Beginning at sundown on the eve of July 31st to sundown on August 1st
The Celtic Harvest Festival – Lughnasadh – also known as Lammas – is a harvest celebration beginning at sundown on the eve of the 31st of July until sundown on August 1st and derives its name from the Irish God Lugh. In Wales, this time is known simply as Gwl Awst, the August Feast. Lugh is associated with the power of sun and light, and so fires were burned in honor of Him on this day. In addition to His associations with light, Lugh is a God of Skill and Craft, a master of all human skills. On this His feast day, it is particularly appropriate that we celebrate our own abilities and skills.
“Celtic Festival of the first fruits and ripening corn “
Lugh dedicated this Celtic festival to his foster-mother, Tailtiu, the last queen of the Fir Bolg, who died from fatigue after working and clearing a great forest so that the land could be cultivated. When the men of Ireland gathered at her death-bed, she told them to hold funeral games and celebrations in her honor. As long as they were held, she prophesied Ireland would not be without song.
Lammas (was christianized as Lammas: the word ‘Lammas’ is an Old English word meaning ‘Loaf Mass’) celebrates the first harvesting of crops, the first of three harvest festivals. The Earth yields up Her first gifts to us … a blessing from the Mother and the product of our human hands. It is a time to celebrate the fruitfulness of the Earth and fruits of our labors. We have sown and nurtured, and now we are reaping the benefits in rhythm with the Earth. In later times, the festival of Lughnasadh, but in rural areas it was often remembered as “Bilberry Sunday,” the people would gather the earth’s freely-given gifts of black berries. As well people sang and danced jigs and reels to the music of melodeons, fiddles and flutes, and held uproarious sporting contests and races.
Corn, grains and berries are of particular significance at this holiday (see recipes below from corn, flour and grains). Traditionally, the newly harvested grain is made into bread to be shared with all in this celebration. Fruits and vegetables are ripe and ready for canning and preserving. We celebrate and partake in the fullness of the Earth while beginning to make provision for the cold months ahead.

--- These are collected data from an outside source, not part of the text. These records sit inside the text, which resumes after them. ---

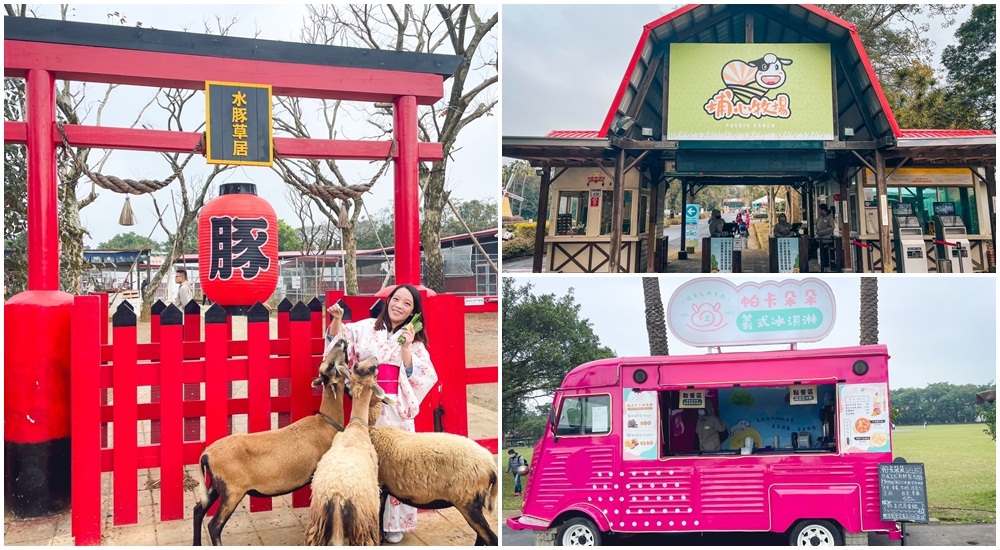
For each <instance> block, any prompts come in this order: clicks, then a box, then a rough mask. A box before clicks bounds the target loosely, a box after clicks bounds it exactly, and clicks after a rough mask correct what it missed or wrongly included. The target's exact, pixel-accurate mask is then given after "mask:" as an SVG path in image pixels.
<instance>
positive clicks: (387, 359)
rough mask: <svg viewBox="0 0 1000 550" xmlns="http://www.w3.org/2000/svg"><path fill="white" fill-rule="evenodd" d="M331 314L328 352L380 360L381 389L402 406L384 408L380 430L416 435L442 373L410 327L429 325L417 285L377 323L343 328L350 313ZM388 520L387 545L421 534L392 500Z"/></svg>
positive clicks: (414, 510)
mask: <svg viewBox="0 0 1000 550" xmlns="http://www.w3.org/2000/svg"><path fill="white" fill-rule="evenodd" d="M327 312H328V313H330V314H331V315H332V316H333V321H332V322H331V323H330V325H329V326H328V327H327V332H326V339H327V343H326V345H327V347H328V348H329V346H331V345H332V343H333V342H334V341H336V340H339V339H341V338H343V339H345V340H347V343H348V350H349V352H348V353H349V354H350V357H349V363H350V364H351V365H354V364H356V363H357V362H358V361H363V360H365V359H367V358H369V357H371V356H373V355H374V356H376V357H377V358H378V361H379V375H378V383H379V385H380V386H381V387H382V389H383V390H384V391H385V393H386V394H387V395H390V396H391V397H393V398H394V399H395V400H396V405H395V406H392V407H390V406H386V407H384V408H383V410H382V416H381V418H379V420H378V422H377V423H376V425H378V426H395V427H397V428H400V429H403V430H406V431H408V432H413V431H416V430H415V428H414V425H413V419H414V418H415V417H416V416H417V413H418V412H419V411H420V402H421V401H423V400H424V397H426V396H427V394H428V393H430V391H431V390H432V389H433V388H434V385H435V384H436V383H437V372H435V371H434V365H433V364H432V363H431V358H430V355H429V354H428V353H427V335H426V333H425V332H424V329H423V327H421V328H420V330H418V331H414V330H413V327H412V326H410V320H411V319H412V318H413V316H414V315H416V314H420V315H421V317H420V321H421V322H423V320H424V318H423V307H422V305H421V303H420V293H419V291H417V289H416V288H414V287H413V286H411V285H399V286H397V287H396V288H394V289H393V290H392V292H390V293H389V297H388V298H387V299H386V306H385V307H384V308H383V309H382V313H381V314H380V315H379V316H378V317H377V318H375V319H364V320H362V321H358V322H356V323H342V322H341V319H342V317H343V315H344V311H343V308H341V307H340V306H338V305H336V304H334V305H332V306H330V307H328V308H327ZM400 338H402V339H403V343H402V344H400V343H399V339H400ZM400 367H402V368H400ZM384 520H385V526H384V528H385V537H386V541H387V542H391V543H398V542H400V541H402V540H403V533H404V532H407V531H412V530H414V529H416V528H417V509H416V508H413V507H412V506H407V505H405V504H403V503H401V502H399V501H398V500H396V499H395V498H393V497H392V496H390V497H389V500H388V501H387V502H386V507H385V516H384Z"/></svg>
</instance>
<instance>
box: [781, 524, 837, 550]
mask: <svg viewBox="0 0 1000 550" xmlns="http://www.w3.org/2000/svg"><path fill="white" fill-rule="evenodd" d="M789 543H790V544H791V545H792V546H843V544H844V537H843V536H842V535H841V534H840V529H839V528H838V527H837V526H836V525H834V524H833V523H831V522H829V521H826V520H823V519H804V520H802V521H800V522H798V523H796V524H795V527H792V535H791V537H789Z"/></svg>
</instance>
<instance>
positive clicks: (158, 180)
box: [56, 122, 205, 195]
mask: <svg viewBox="0 0 1000 550" xmlns="http://www.w3.org/2000/svg"><path fill="white" fill-rule="evenodd" d="M56 127H57V128H58V129H59V134H60V135H61V136H62V141H63V145H64V146H65V148H64V151H65V152H66V153H67V154H69V149H70V144H69V138H67V137H66V131H65V130H64V129H63V125H62V122H59V123H57V124H56ZM204 143H205V134H202V135H201V138H200V139H199V140H198V144H197V145H195V146H194V150H192V151H191V153H190V154H189V155H188V158H187V159H185V160H184V162H182V163H181V165H180V166H178V167H177V169H176V170H174V173H173V174H171V175H170V176H169V177H168V178H167V179H165V180H162V181H160V180H148V179H141V180H132V179H122V178H119V177H116V176H106V175H104V174H98V173H96V172H91V171H90V170H89V169H88V168H87V166H86V165H85V164H83V163H82V162H80V159H78V158H77V157H76V156H75V155H70V157H71V158H72V159H73V162H74V164H76V167H77V168H78V169H79V170H80V171H81V172H83V173H84V174H86V175H87V177H88V178H90V180H91V181H93V182H94V183H96V184H97V185H99V186H101V187H102V188H104V189H107V190H109V191H114V192H115V193H127V194H130V195H143V194H146V193H152V192H154V191H159V190H160V189H163V188H164V187H166V186H168V185H170V184H171V183H172V182H173V181H174V180H175V179H177V176H179V175H180V173H181V172H183V171H184V168H185V167H186V166H187V164H188V162H190V161H191V159H192V158H194V155H195V154H196V153H198V152H203V151H204Z"/></svg>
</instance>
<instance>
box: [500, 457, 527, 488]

This was also an occasion for handfasting and displaying of their skills and specialized crafts. Through the centuries, Ireland’s country-people have celebrated the harvest at revels, wakes and country fairs. Some still continue this festival today with an entertaining manner and it is usually celebrated on the nearest Sunday to August 1st, as so that a whole day could be set aside from work.
It is a time to ask ourselves: “What are my talents? What are my skills? How do I express my creativity? How do I use my abilities to re-craft my world … to add beauty …. color … richness? Our skills may include woodworking, designing, creating, sewing and needlecraft, art, music, dance, sports or communication, organizing, healing, parenting, problem solving etc. Whatever our talents or abilities, this is a time to recognize them and honor them, and to share our recognition of the talents and abilities of others around us. If you have had an interest or urge to develop a particular skill or creative outlet, now might be the time to make a pledge or commitment to yourself to pursue your interest. By offering the fruits of our labors back to the Universe we enrich both ourselves and our world.
Because Lughnasadh is a celebration of the new harvest, people cooked special ritual foods and festive meals. If you are curious about this historic celebration and the abundance of foods prepared, please search the internet. It is a wonderful time to celebrate the abundance we receive from mother earth and be with our special loved ones.
Lammastide was the traditional time when craft fairs and pageants were held. Long Summer evenings are beginning to get shorter.
In Ireland Lammas is traditionally a time for buying and selling, horse trading and music.
The ‘Oul Lammas Fair’, Ireland’s oldest traditional market fair, which takes place in Ballycastle, Co Antrim on the last Monday and Tuesday in August, attracts people in their thousands at festival time.
Saint Catherine was celebrated – ‘ The Catherine Wheel’ came from the Pagan rites when a wagon wheel would be tarred, set on fire and rolled down a hill – symbolizing the decline of the Sun God as the seasos wheel turns to Autumn Equinox. If the wheel went out before it reached the bottom – poor harvest, abundant if it remained lit.
St. Ciaran’s Well, Clonmacnois, County Meath – pilgrims go with torches at midnight on the first sunday in August – looking for a trout. The sun was believed to live in holy wells during the night.
Celts erected temporary hills to celebrate the harvest festival of Lammas. In Ireland a girl would be seated on the hill-top, garlanded with flowers and proclaimed the goddess of the hill. Celts would climb hills to pray to the gods and gather bilberries at Lammas.
The raising up of Celtic crosses onto stone steps recalls the Lammas tradition – Perrons – a type of man-made holy terraced mountain.
Making of the Corn Dolly from the best ears of corn taken from the last sheaf to be harvested.
This was usually kept hanging over the hearth to bring good luck, and the seeds were added to the new seeds in the Spring.